Seinfeld will appear in several quick comedy skits for NBC next fall that also promote his upcoming movie. TBS has tried making commercial breaks a destination. It often bunches a series of funny commercials together and promotes them ahead of time to viewers.
Posted by:Bobby

#9  #2: "Or to improve the shows?"

Silly Mom.

RJim's idea had a much better chance....
Posted by: Barbara Skolaut   2007-05-29 21:46  

#8  They're incorporating more product pitches into programming.

Anybody remember the television exec calling people who didn't watch commercials "thieves"? This is a serious issue for broadcast programmers. Recall that long ago television ceased to be driven by viewer preference and instead by marketing demographics. Television is no longer being sold to the viewer, you are being sold to the advertisers. Previous ad detection devices sensed abrupt volume changes or drastic shifts in formatting. Ads are usually much louder and have very different aspect ratios. The DVR has changed all of that rather dramatically.

What you will see in the future is extreme product placement. Sponsors' goods and branding will appear directly in the show. Verbal comments upon an actor's attire will explicitly mention the name of the maker. An episode might center upon the purchase of a particular model of car. There has even been discussion of having programs take place in the office buildings of certain sponsors or involve tours of the facility during the show. Anything to get facetime with the audience.

Remember this is what brought you least common denominator television programming. They could give a damn about what sort of dreck you watch so long as it sells the latest widget for their advertisers.

I wonder what percentage of the price of consumer commodities is advertising.

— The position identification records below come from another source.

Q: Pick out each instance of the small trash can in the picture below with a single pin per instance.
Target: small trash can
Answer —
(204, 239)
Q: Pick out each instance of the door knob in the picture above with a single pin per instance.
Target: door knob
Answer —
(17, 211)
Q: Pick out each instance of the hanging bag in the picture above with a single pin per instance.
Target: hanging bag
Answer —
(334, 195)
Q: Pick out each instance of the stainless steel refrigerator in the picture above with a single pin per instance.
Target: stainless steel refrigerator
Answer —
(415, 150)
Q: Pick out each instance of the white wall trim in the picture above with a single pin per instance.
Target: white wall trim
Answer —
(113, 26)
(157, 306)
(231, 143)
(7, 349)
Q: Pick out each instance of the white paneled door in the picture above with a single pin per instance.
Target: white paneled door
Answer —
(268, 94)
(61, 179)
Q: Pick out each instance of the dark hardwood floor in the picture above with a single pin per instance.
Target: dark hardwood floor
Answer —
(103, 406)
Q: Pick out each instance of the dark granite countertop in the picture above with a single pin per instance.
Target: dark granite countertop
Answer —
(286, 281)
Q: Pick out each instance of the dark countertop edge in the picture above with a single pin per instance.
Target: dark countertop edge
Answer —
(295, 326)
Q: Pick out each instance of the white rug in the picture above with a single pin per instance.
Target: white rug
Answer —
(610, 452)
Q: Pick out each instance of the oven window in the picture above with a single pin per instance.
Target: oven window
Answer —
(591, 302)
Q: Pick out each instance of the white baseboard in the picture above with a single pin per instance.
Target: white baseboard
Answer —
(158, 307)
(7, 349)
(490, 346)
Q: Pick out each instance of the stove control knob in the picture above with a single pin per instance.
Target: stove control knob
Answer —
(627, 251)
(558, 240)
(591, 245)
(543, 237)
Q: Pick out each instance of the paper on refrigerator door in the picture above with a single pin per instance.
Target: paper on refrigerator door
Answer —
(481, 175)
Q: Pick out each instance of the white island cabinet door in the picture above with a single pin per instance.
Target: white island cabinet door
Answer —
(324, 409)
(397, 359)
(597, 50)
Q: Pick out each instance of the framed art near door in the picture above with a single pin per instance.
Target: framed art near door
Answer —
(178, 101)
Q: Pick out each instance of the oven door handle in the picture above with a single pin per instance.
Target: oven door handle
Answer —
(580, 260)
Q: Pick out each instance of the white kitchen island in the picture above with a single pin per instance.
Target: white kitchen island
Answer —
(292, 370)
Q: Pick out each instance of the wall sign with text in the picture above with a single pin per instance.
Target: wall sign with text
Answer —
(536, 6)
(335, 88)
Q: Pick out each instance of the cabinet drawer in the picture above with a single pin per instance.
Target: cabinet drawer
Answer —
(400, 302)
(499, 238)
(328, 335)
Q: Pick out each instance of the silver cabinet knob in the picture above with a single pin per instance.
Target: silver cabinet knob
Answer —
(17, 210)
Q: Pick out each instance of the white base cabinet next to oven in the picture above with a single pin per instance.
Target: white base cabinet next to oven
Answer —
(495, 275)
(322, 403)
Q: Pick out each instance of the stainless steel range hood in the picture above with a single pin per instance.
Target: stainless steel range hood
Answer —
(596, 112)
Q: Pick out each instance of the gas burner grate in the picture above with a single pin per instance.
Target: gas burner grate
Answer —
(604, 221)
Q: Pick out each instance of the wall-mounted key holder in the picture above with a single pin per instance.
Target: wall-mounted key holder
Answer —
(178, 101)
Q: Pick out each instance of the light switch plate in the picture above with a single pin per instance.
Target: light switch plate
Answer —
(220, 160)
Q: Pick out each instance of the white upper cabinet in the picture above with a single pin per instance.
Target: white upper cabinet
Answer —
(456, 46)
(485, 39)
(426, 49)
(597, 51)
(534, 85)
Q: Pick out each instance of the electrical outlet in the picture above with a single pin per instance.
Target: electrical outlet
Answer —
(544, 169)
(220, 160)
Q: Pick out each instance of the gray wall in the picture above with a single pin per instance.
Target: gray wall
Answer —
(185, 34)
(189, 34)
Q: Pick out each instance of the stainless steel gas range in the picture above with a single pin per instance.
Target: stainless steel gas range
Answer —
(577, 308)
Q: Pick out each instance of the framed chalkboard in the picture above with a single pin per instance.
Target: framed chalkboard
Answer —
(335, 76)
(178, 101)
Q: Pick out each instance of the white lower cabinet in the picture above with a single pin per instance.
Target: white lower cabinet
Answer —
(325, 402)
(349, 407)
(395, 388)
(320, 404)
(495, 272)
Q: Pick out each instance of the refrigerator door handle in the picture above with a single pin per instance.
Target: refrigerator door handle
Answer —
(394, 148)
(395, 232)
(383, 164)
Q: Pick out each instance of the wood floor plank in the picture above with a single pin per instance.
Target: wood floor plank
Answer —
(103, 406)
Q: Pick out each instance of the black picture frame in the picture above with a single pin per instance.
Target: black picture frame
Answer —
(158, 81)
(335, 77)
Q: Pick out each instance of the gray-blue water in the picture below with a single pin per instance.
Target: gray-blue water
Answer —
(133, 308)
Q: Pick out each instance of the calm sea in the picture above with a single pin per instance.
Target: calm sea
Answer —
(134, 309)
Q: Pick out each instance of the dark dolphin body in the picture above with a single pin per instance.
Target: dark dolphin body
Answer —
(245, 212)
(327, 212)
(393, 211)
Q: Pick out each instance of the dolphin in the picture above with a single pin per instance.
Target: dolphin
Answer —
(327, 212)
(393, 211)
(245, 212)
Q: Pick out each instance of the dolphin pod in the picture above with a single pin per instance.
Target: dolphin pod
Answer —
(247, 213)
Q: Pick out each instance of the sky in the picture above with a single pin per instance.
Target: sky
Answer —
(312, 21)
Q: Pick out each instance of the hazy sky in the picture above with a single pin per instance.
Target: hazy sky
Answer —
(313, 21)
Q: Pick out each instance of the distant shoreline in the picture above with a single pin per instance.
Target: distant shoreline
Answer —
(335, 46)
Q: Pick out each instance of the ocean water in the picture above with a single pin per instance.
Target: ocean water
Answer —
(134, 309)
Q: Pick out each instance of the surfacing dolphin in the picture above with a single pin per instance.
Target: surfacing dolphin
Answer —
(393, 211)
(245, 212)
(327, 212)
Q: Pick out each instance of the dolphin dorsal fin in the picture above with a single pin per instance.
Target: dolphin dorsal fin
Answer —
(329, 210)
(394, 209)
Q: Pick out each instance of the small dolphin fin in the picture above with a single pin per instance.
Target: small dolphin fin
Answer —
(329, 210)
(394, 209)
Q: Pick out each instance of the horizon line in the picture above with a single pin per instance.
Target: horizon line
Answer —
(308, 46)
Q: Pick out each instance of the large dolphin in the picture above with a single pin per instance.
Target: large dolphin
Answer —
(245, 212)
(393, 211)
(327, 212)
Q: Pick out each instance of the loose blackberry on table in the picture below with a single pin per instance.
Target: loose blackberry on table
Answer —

A study way back in the 1960s showed that for a Cadillac automobile, the advertising was the second most expensive component of the final product. It broke down to something like $75.00 per emblem on the vehicle. It can only have gotten worse by now.
Posted by: Zenster   2007-05-29 18:41  

#7  Make 20 minute ads filmed in super slo-mo. Problem solved.
Posted by: Grunter   2007-05-29 15:43  

#6  Free TV is not free. I wonder what percentage of the price of consumer commodities is advertising. I've been done with network TV for years.
Posted by: Alaska Paul   2007-05-29 10:54  

#5  Nobody's being "ripped off", you whiny bitches. The networks get paid to run the commercials. But I notice nobody is paying me to watch the damned things.
Posted by: mojo   2007-05-29 10:46  

#4  Keep it coming. This is why people steal. They know it isn't right but they know they are being ripped off so mark it under self defense.
Posted by: Excalibur   2007-05-29 10:36  

#3  I started watching a 1.5 hr movie for the first time in ages the other day - then 1 hr into it I noticed it had two hours yet to run, and the ads were so thick I was having trouble remembering the plot. - so THEY KILLED THE GOLDEN GOOSE - good riddance!
Posted by: 3dc   2007-05-29 10:21  

#2  Or to improve the shows?
Posted by: Sgt. Mom   2007-05-29 09:54  

#1  I suppose it's out of the question to actualy improve the commercials?